Там где ты училась, девочка, я преподавал.
Глава 17
Я чувствую, как лицо заливается краской и щеки начинают полыхать от смущения. Он в самом деле это произнес, да? Вслух?
Мне не показалось?
Наверное, я слишком долго молчу, судорожно пытаясь взять себя в руки, и даже ощущаю, как потеют ладони, как сбивается дыхание и неистово колотится сердце в груди.
В упор смотрю на ухмыляющегося, довольного собой Бурова, и кажется, мое молчание тянется целую вечность.
Что это? Просто игра слов? Совпадение? Или вполне себе откровенный намек?
Неужели все-таки узнал?
Ну и кто меня, спрашивается, за язык тянул? Зачем нужно было его дразнить? Почему нельзя было просто дождаться окончания урока, сделав вид, что меня совсем не заботит его присутствие.
Откуда это абсолютно инфантильное желание подергать хищника за усы? Подергала?
И что теперь? Гадать узнал или нет до конца урока?

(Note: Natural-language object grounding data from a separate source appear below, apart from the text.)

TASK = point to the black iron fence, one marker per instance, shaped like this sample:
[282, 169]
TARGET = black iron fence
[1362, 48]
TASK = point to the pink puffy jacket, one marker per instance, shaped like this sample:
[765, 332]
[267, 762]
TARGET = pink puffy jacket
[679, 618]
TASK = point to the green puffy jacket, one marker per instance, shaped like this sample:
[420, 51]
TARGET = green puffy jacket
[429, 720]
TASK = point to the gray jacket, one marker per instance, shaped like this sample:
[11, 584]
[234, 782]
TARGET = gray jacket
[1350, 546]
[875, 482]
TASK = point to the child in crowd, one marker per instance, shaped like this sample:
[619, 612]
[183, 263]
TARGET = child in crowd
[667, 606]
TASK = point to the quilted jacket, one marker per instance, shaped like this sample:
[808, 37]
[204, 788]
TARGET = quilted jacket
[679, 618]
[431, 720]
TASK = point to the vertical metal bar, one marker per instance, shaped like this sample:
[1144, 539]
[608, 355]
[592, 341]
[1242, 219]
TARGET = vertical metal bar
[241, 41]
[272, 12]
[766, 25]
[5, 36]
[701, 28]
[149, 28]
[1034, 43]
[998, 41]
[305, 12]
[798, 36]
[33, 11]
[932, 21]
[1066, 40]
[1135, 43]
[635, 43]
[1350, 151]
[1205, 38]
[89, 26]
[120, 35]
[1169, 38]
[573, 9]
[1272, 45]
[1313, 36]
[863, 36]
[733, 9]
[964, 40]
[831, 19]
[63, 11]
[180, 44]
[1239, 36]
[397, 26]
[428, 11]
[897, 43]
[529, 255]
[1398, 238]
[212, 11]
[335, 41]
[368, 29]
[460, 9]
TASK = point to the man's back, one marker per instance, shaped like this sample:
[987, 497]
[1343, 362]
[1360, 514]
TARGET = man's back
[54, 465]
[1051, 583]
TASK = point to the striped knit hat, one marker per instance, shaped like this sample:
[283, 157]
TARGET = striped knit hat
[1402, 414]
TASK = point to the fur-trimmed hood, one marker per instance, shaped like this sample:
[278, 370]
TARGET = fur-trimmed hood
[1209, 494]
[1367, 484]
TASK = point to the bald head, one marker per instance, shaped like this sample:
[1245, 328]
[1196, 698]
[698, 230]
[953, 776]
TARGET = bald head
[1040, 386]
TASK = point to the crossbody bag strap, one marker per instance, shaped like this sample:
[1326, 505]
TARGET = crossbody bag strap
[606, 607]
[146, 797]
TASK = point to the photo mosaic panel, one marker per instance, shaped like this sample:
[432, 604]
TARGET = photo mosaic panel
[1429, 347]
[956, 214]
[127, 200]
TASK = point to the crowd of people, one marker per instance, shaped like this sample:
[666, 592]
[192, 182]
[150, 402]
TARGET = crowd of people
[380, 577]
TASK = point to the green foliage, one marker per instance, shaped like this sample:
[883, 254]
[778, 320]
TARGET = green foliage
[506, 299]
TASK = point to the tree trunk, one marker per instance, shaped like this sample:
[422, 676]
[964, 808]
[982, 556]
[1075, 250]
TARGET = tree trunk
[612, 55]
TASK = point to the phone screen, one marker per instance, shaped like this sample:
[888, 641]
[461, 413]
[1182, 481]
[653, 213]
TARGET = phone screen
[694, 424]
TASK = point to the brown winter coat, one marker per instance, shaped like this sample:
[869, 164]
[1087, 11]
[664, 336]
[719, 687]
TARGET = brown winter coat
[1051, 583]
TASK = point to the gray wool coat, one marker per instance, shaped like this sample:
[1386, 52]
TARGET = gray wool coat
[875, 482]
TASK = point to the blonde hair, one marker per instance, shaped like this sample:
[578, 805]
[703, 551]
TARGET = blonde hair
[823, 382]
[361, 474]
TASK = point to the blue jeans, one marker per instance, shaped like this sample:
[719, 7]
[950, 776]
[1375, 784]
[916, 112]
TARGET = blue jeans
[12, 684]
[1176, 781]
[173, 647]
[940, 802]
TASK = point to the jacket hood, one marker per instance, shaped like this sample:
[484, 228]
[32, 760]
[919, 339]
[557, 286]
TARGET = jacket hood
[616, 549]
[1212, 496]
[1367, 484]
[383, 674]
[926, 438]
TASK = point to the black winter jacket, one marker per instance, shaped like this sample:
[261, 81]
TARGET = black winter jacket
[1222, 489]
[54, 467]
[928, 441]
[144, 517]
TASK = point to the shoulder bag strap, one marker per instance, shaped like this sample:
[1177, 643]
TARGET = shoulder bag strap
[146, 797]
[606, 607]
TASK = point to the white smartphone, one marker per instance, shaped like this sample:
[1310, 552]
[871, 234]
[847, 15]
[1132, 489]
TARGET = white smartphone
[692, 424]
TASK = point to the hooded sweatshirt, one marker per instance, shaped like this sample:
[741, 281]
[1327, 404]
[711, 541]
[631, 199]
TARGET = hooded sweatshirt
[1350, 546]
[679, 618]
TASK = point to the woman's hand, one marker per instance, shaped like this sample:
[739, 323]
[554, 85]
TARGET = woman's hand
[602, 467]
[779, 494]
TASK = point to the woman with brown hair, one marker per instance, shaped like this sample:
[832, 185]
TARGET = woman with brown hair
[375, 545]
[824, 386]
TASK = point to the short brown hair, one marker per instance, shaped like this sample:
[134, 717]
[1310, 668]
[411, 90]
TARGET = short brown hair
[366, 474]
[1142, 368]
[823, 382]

Понимаю, что молчание слишком затянулось. Ученики тем временем устремляют на меня полные недоумения взгляды.
Беру себя в руки, улыбаюсь этому медведю, будь он неладен, и произношу твердо:
— Мы будем только рады вашему присутствию, да дети?
Мои семиклашки, к счастью, утвердительно кивают, а я, продолжая таращиться на Бурова и дебильно улыбаться, думаю о том, что ни черта мне его присутствие радости не доставит.
— Я в этом даже не сомневался, — продолжая все так же самоуверенно ухмыляться, этот гад еще и руки на груди скрещивает.
Мол, уделал я тебя, Марина Евгеньевна.
Нет, надо признать, действительно уделал. В принципе я сама виновата, не надо было провоцировать, но очень хотелось. С того самого момента, как разглядела легкой степени отвращение на его лице.
— Так, ребята, — решаю не продолжать провоцировать Бурова на дальнейшие откровения и возвращаюсь к непосредственной теме урока, — давайте сейчас быстренько рассмотрим наших подопечных и положим их в ванночки с землей. Внимательно рассмотрите поясок вокруг тела, его вы обнаружите не у каждой особи, а только у половозрелых, готовых к размножению. Земляные черви являются гермафродитами. Кто может объяснить, что это значит?